Si è svolto oggi a Teramo, presso la sede centrale della ASL nell’Aula Fagnano, un importante incontro dedicato alla figura dell’Infermiere di Famiglia e Comunità (IF&C), professionista destinato a svolgere un ruolo sempre più centrale nel rafforzamento dell’assistenza sanitaria territoriale.
Il convegno ha rappresentato un momento di confronto tra istituzioni, professionisti sanitari e mondo accademico per fare il punto sullo sviluppo di questo modello assistenziale previsto dalla riorganizzazione della sanità territoriale.
L’Ordine delle Professioni Infermieristiche (OPI) di Teramo ha espresso piena soddisfazione per l’avvio di questa nuova fase, nella quale il territorio rappresenta la vera sfida per il futuro dell’assistenza sanitaria.
A sottolinearlo è stato il presidente dell’OPI Teramo, Andrea Fini, intervenuto nel corso dell’incontro:
“La figura dell’infermiere di famiglia e comunità rappresenta un elemento cruciale per garantire prossimità, continuità assistenziale e presa in carico dei cittadini. Fondamentale è anche l’aspetto della preparazione e della specificità della formazione di questi professionisti, che devono possedere competenze avanzate per operare efficacemente nel contesto territoriale”.
Fini ha inoltre evidenziato il lavoro prezioso svolto da tutti gli operatori impegnati sul campo per rendere possibile l’avvio di questo percorso, esprimendo un plauso alla ASL di Teramo per aver saputo cogliere tra le prime in Abruzzo questa opportunità e per aver avviato il progetto in tempi rapidi.
Un passaggio fondamentale riguarda anche la formazione: è infatti già in corso il percorso formativo che coinvolge 50 professionisti, un passaggio determinante per rendere pienamente operativo il modello dell’infermiere di famiglia e comunità sul territorio.
Determinante, in questo processo, il lavoro della dirigente delle professioni sanitarie Maria Luisa Ianni, responsabile dell’area territoriale, che ha portato avanti un impegno significativo per rendere possibile l’avvio dell’intero iter formativo e organizzativo.
Elemento strategico del percorso è anche la collaborazione con il mondo accademico.
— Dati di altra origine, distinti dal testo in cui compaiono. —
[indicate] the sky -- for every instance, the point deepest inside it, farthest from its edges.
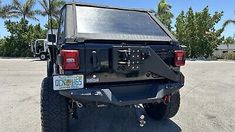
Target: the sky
(227, 6)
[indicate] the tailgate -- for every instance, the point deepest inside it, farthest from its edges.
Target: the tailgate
(115, 63)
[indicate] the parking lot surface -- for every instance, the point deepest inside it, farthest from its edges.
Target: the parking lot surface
(207, 101)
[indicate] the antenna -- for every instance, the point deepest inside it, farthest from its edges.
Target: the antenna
(52, 54)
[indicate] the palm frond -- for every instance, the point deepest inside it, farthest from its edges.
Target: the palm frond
(226, 23)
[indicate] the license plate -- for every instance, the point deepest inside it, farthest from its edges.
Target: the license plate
(63, 82)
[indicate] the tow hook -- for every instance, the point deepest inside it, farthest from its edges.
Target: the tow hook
(139, 110)
(166, 99)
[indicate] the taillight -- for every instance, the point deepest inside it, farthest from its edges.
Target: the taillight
(70, 59)
(180, 57)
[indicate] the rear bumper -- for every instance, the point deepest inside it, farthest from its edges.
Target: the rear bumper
(123, 95)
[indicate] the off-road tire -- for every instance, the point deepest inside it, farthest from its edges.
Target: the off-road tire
(43, 56)
(160, 111)
(54, 109)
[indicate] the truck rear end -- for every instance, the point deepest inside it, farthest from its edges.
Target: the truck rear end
(111, 56)
(117, 56)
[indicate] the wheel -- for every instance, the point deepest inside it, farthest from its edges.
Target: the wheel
(49, 68)
(160, 111)
(43, 56)
(54, 109)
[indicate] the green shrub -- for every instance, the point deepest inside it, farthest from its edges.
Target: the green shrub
(229, 56)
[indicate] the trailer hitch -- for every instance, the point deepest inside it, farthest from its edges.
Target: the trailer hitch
(140, 114)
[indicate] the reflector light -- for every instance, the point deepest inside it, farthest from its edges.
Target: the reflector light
(180, 57)
(70, 59)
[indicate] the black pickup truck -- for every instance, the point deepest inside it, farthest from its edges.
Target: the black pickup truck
(108, 56)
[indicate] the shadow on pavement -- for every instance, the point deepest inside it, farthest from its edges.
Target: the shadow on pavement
(117, 119)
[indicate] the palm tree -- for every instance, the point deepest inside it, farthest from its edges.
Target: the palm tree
(230, 21)
(24, 10)
(164, 13)
(55, 8)
(5, 11)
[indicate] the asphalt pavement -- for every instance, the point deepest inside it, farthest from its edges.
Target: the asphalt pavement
(207, 101)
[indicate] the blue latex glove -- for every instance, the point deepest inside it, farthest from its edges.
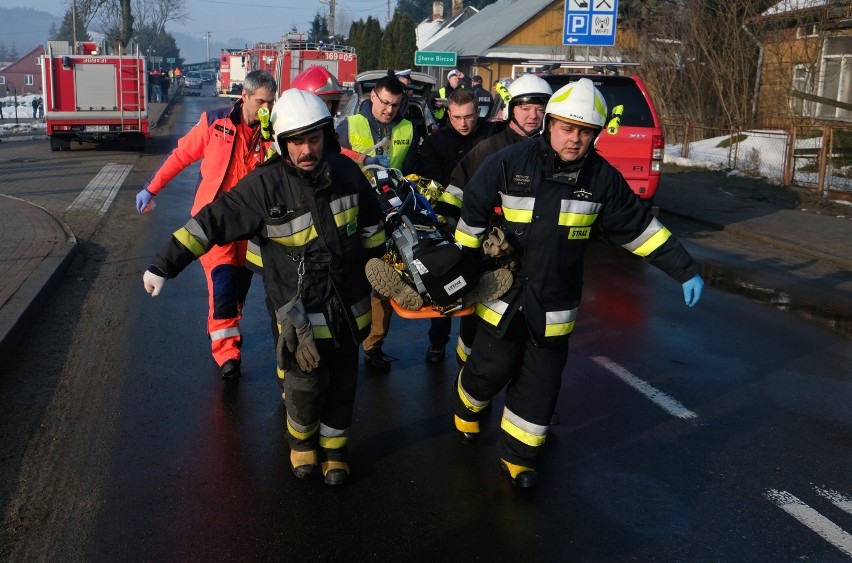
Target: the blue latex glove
(692, 290)
(143, 198)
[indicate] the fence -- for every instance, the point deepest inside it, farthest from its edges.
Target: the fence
(809, 156)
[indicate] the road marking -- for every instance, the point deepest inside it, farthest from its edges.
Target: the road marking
(842, 502)
(103, 188)
(825, 528)
(669, 404)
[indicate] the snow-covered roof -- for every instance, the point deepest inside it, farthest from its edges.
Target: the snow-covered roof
(794, 5)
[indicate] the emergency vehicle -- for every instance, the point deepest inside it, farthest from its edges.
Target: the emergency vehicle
(285, 60)
(93, 97)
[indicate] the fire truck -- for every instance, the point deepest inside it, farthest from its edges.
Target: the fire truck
(285, 60)
(94, 97)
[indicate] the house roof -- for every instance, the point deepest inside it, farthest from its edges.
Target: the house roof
(477, 35)
(794, 5)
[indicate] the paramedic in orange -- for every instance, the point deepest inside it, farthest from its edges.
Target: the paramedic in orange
(229, 143)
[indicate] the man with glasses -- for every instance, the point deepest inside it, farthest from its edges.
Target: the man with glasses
(378, 119)
(438, 156)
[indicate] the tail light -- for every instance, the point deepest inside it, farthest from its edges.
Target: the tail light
(658, 143)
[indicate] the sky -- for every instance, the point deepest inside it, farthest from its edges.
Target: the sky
(253, 20)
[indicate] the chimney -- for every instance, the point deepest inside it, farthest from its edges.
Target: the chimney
(438, 10)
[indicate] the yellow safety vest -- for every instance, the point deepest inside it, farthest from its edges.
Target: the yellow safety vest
(361, 138)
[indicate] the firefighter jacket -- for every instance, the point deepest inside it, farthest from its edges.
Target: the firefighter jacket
(361, 131)
(214, 141)
(548, 213)
(317, 231)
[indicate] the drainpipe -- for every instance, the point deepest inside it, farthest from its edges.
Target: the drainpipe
(757, 74)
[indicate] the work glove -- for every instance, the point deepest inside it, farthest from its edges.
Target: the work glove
(692, 290)
(496, 246)
(143, 198)
(299, 337)
(153, 283)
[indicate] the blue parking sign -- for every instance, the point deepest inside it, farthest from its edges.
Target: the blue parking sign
(590, 22)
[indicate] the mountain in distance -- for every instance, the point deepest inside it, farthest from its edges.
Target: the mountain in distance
(25, 28)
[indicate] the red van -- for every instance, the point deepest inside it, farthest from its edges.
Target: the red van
(636, 149)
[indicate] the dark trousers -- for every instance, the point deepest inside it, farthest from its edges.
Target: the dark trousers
(531, 374)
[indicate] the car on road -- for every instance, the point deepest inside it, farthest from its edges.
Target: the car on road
(418, 111)
(637, 146)
(192, 79)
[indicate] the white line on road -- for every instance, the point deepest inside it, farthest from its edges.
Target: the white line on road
(825, 528)
(669, 404)
(842, 502)
(103, 188)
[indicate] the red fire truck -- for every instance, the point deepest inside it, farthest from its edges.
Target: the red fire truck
(286, 59)
(93, 97)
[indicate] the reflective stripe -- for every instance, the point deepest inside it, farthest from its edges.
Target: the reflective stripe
(191, 243)
(345, 209)
(492, 311)
(517, 209)
(362, 312)
(524, 431)
(452, 196)
(225, 333)
(319, 326)
(468, 236)
(469, 402)
(373, 236)
(253, 254)
(559, 323)
(332, 438)
(300, 432)
(574, 213)
(650, 240)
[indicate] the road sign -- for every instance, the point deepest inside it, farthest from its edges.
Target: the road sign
(434, 58)
(590, 22)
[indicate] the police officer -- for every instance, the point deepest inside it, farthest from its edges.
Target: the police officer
(552, 190)
(321, 223)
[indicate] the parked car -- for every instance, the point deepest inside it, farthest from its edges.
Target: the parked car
(418, 111)
(637, 147)
(192, 79)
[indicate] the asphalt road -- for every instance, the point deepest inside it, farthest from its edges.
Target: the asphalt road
(719, 433)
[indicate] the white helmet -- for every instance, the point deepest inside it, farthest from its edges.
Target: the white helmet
(295, 113)
(529, 88)
(578, 102)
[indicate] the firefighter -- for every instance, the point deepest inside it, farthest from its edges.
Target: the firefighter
(320, 221)
(229, 143)
(552, 190)
(378, 119)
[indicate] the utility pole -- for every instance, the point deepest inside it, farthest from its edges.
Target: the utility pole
(207, 37)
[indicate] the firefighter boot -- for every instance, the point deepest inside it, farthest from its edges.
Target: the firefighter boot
(491, 285)
(387, 281)
(468, 431)
(303, 463)
(521, 476)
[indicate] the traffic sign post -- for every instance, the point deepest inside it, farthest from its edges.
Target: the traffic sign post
(434, 58)
(590, 22)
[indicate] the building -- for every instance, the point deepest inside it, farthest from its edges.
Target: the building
(23, 75)
(805, 62)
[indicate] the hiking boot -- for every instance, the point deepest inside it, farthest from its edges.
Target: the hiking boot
(387, 281)
(492, 284)
(231, 370)
(376, 360)
(303, 463)
(521, 476)
(335, 472)
(435, 354)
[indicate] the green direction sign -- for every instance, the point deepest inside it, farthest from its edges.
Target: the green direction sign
(434, 58)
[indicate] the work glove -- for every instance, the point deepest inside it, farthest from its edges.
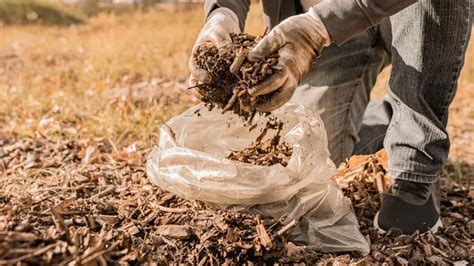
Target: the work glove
(220, 23)
(298, 40)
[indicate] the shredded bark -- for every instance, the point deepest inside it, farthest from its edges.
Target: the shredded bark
(232, 75)
(266, 152)
(80, 201)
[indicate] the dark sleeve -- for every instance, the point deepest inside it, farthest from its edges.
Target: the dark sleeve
(345, 18)
(239, 7)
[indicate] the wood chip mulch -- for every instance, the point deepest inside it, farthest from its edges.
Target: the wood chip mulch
(73, 201)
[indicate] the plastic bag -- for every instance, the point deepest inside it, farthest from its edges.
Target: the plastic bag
(190, 162)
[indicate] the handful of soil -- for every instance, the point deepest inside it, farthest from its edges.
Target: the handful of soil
(268, 152)
(232, 75)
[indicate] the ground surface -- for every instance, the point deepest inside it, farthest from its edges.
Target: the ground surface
(80, 108)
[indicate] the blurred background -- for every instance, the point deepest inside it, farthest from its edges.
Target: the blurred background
(116, 69)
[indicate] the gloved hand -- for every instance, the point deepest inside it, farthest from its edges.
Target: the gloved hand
(220, 23)
(297, 40)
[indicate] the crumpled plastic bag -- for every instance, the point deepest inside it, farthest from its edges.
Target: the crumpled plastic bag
(190, 161)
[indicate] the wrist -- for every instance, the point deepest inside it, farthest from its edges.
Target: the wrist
(225, 17)
(319, 26)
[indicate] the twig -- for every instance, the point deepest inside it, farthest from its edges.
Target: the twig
(171, 210)
(28, 256)
(286, 228)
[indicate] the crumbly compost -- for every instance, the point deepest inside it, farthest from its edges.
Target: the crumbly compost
(88, 203)
(265, 152)
(232, 75)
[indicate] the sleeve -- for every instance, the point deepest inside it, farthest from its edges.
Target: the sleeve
(345, 18)
(239, 7)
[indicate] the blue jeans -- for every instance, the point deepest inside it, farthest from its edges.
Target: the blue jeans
(425, 44)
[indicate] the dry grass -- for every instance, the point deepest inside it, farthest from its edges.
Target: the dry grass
(60, 77)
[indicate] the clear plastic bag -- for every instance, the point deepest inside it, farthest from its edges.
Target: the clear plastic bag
(190, 162)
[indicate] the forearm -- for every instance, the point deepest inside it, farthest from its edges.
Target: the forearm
(345, 18)
(239, 7)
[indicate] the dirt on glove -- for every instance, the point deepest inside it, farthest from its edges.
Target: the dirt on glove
(232, 75)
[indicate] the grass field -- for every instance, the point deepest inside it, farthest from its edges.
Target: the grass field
(80, 108)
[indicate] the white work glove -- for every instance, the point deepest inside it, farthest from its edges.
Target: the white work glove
(298, 40)
(220, 23)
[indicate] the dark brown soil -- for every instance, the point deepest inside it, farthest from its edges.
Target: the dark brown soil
(232, 75)
(266, 152)
(86, 201)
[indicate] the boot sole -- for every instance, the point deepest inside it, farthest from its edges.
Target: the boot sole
(433, 229)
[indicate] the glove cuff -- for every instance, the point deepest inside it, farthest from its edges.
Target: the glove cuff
(319, 26)
(226, 18)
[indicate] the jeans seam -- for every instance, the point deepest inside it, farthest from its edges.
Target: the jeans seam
(452, 87)
(418, 174)
(343, 141)
(375, 139)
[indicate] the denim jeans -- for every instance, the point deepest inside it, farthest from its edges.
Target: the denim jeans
(425, 44)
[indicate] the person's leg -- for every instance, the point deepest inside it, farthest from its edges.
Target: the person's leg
(374, 126)
(338, 88)
(428, 48)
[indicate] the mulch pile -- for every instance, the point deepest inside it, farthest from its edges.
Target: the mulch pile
(232, 75)
(266, 152)
(74, 201)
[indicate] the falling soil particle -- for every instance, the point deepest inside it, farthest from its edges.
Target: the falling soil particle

All’incontro hanno preso parte rappresentanti dell’Università degli Studi dell’Aquila, con la presenza della professoressa Petrucci, del professor Dante e del professor De Martinis, a testimonianza dell’importanza dell’integrazione tra sistema sanitario e università.
La formazione dell’infermiere di famiglia e comunità, infatti, come previsto dalle normative nazionali e come richiesto dai quattro Ordini delle Professioni Infermieristiche abruzzesi, prevede un forte collegamento con il sistema universitario, passaggio propedeutico anche per l’accesso a percorsi formativi specialistici.
Tra gli interventi anche quello della dottoressa Martini dell’Agenas, la cui presenza ha rappresentato un ulteriore riferimento importante nel quadro dello sviluppo della sanità territoriale e dei modelli organizzativi previsti a livello nazionale.
Nel corso dell’incontro è intervenuto anche il direttore generale della ASL di Teramo, Maurizio Di Giosia, che ha espresso apprezzamento per il lavoro svolto dall’Ordine delle Professioni Infermieristiche e per l’impegno dei professionisti coinvolti nel progetto.
Il direttore generale ha inoltre sottolineato la piena consapevolezza del ruolo strategico dell’infermiere di famiglia e comunità, definendolo una figura cruciale per il territorio e per l’intero sistema sanitario, in grado di rafforzare la rete assistenziale e migliorare la risposta ai bisogni di salute della popolazione.
Particolare soddisfazione è stata infine espressa per il dialogo con la Regione Abruzzo, che ha accolto le richieste avanzate dai quattro Ordini delle Professioni Infermieristiche abruzzesi sullo sviluppo della formazione dell’infermiere di famiglia e comunità, in linea con le indicazioni della Federazione nazionale, del Decreto Ministeriale 77 e dell’Agenas per il potenziamento della sanità territoriale.
L’incontro di Teramo rappresenta dunque un passaggio significativo nel percorso di sviluppo dell’assistenza territoriale, con l’obiettivo di avvicinare sempre di più i servizi sanitari ai cittadini e valorizzare il ruolo strategico della professione infermieristica nelle comunità.